在裘莊裡,她對像魔鬼一樣的顧曉夢說過相同的話,在歷經殘忍的背叛後,她還是卑微的乞求顧曉夢留下──可是那個女人還是絕情的走了,而且還要自己親手送她赴死。


顧曉夢真是個魔鬼!她在好多夜裡反覆嚎哭,每個夜晚都把內心傷口撕開再重新縫合一遍,末了她實在不曉得她是恨極了顧曉夢,又或者還是愛她一聲聲清脆的叫著「玉姐」。顧曉夢怎麼可以這麼不顧自己,就讓帶著無數痛苦的她獨留於世?每個夜晚,這些問題都快要把她逼瘋。



──她愣愣看著沈靜說出和當時相似的話,對上她的眼睛,目光溫暖。


沈靜激動的回望著,她幾乎沒看過沈靜有如此情緒強烈的時刻,一個平日視世事於無物的人,一旦有了這種目光,便是不管炙焰灼身也甘願直撲烈火而去。

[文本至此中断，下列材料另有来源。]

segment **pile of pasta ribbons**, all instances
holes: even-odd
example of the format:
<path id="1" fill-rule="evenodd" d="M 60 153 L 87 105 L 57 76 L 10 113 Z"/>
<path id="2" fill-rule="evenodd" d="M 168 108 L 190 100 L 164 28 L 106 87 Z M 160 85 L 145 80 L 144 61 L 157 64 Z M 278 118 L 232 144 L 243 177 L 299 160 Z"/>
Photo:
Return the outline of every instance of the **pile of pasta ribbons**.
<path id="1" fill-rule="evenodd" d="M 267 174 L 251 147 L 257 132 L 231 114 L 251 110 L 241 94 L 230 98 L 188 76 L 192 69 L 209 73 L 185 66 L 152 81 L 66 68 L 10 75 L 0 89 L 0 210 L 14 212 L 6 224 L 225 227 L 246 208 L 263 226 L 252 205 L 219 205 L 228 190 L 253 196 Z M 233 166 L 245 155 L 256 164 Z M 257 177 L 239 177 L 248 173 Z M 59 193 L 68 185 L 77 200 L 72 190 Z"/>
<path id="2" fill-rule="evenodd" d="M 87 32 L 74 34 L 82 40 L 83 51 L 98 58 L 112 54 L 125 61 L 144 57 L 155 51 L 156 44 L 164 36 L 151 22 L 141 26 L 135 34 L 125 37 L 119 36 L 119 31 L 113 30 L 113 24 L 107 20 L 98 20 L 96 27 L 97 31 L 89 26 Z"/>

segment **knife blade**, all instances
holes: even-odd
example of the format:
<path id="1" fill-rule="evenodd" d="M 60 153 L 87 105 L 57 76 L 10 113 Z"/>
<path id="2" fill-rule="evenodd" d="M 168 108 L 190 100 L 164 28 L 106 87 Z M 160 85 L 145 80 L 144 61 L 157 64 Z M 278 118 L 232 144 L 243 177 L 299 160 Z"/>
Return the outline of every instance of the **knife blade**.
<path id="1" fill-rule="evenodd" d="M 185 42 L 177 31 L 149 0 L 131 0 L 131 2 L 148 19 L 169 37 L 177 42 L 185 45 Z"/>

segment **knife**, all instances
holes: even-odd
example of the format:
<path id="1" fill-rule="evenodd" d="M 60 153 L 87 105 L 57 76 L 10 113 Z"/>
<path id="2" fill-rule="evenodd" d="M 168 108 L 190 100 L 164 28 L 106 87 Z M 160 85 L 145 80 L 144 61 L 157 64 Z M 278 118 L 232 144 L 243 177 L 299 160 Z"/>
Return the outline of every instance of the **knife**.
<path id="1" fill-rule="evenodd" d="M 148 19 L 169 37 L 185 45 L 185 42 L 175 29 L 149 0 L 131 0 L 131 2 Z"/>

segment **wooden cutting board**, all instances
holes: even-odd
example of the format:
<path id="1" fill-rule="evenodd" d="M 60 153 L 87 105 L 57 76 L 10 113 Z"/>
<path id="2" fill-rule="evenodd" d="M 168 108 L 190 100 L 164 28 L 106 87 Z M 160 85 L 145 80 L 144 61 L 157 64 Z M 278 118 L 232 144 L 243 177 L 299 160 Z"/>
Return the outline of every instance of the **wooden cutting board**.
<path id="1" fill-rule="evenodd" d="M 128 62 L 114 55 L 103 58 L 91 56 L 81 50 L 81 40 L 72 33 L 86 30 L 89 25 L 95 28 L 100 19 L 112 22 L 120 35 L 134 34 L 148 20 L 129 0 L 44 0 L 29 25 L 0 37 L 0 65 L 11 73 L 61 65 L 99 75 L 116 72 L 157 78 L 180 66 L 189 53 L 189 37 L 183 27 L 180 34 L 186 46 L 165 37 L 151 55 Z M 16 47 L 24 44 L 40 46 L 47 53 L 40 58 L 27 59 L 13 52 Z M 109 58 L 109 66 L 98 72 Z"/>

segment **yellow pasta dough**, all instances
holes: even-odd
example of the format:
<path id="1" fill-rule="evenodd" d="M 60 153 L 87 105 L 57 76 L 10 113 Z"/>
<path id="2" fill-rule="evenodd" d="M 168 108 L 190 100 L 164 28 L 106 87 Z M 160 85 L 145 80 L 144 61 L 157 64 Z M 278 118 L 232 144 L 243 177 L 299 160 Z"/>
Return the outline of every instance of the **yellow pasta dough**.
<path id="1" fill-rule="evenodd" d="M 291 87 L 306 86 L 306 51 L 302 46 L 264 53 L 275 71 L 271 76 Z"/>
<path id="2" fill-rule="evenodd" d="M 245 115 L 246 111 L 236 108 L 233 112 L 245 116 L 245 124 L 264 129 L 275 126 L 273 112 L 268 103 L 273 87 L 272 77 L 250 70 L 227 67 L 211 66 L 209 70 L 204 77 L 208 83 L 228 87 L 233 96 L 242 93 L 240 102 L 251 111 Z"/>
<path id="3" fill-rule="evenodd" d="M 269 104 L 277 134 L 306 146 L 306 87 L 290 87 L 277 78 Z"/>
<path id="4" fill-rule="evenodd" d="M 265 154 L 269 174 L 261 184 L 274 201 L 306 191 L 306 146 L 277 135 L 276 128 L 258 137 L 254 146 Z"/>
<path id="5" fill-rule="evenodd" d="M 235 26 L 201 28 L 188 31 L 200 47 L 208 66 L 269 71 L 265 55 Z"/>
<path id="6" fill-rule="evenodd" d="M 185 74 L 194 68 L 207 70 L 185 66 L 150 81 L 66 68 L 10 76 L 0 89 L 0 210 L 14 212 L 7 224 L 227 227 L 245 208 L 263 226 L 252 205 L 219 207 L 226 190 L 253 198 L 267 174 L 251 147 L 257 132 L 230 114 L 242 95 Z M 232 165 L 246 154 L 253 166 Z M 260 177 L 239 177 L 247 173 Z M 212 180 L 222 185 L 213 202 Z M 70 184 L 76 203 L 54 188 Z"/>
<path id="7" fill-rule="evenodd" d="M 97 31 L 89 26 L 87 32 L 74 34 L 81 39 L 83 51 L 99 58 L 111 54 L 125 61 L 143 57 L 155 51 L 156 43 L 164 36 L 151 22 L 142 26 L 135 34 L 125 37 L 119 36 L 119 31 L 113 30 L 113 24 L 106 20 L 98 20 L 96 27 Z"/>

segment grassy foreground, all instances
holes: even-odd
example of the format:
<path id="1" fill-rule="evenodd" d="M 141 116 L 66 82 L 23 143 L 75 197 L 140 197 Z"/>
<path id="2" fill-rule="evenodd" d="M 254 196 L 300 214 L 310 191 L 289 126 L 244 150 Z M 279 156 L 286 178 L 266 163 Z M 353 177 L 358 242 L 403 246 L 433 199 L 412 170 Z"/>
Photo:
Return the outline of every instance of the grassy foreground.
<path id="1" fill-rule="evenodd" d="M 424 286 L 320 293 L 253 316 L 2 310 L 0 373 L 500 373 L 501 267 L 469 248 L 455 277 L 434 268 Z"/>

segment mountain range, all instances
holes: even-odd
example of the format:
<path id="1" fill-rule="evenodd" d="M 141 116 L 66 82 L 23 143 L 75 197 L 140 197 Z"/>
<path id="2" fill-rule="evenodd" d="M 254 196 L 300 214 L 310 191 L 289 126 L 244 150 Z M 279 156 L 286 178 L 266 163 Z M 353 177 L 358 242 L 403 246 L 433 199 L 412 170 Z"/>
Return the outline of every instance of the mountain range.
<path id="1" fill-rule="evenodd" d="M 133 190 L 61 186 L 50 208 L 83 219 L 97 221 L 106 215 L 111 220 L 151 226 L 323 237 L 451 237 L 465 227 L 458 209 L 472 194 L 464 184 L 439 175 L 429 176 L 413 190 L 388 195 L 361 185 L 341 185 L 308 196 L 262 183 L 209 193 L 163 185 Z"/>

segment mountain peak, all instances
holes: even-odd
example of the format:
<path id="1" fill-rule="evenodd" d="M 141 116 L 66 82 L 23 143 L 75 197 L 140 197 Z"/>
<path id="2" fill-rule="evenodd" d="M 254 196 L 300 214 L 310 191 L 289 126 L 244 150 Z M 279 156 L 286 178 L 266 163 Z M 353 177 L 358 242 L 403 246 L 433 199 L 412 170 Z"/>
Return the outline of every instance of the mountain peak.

「我想過不久,上面定會開始調查這件事,我不知道到時會怎麼樣。」沈靜深吸一口氣,說道:「如果真的躲不過這一劫,寧玉姐,請妳幫我發個訃聞……」



事後701果然展開大規模調查,沈靜在接受調查的第二天即自裁身亡,間諜案也迅速偵結,701為了以防秘密再度外洩,更換了另一批破譯人員。李寧玉原本就不是701的人,自然被釋出,總算可以離開基地。


離開701後,她照著沈靜的交代發出一通電報,她想這封電報定會透過流連輾轉,發送到海峽的另一端。


後來李寧玉在城裡找了份工作,其實她在哪裡都能落腳,卻想在這裡等著。


到底在等什麼?她說不出清楚的盼望,也許是過去的故事讓她太過感傷。李寧玉益發寡言沉默,常常一個人就站在芒草叢。


彷彿那些從草叢旁溜過的風語裡,有她要找的聲音。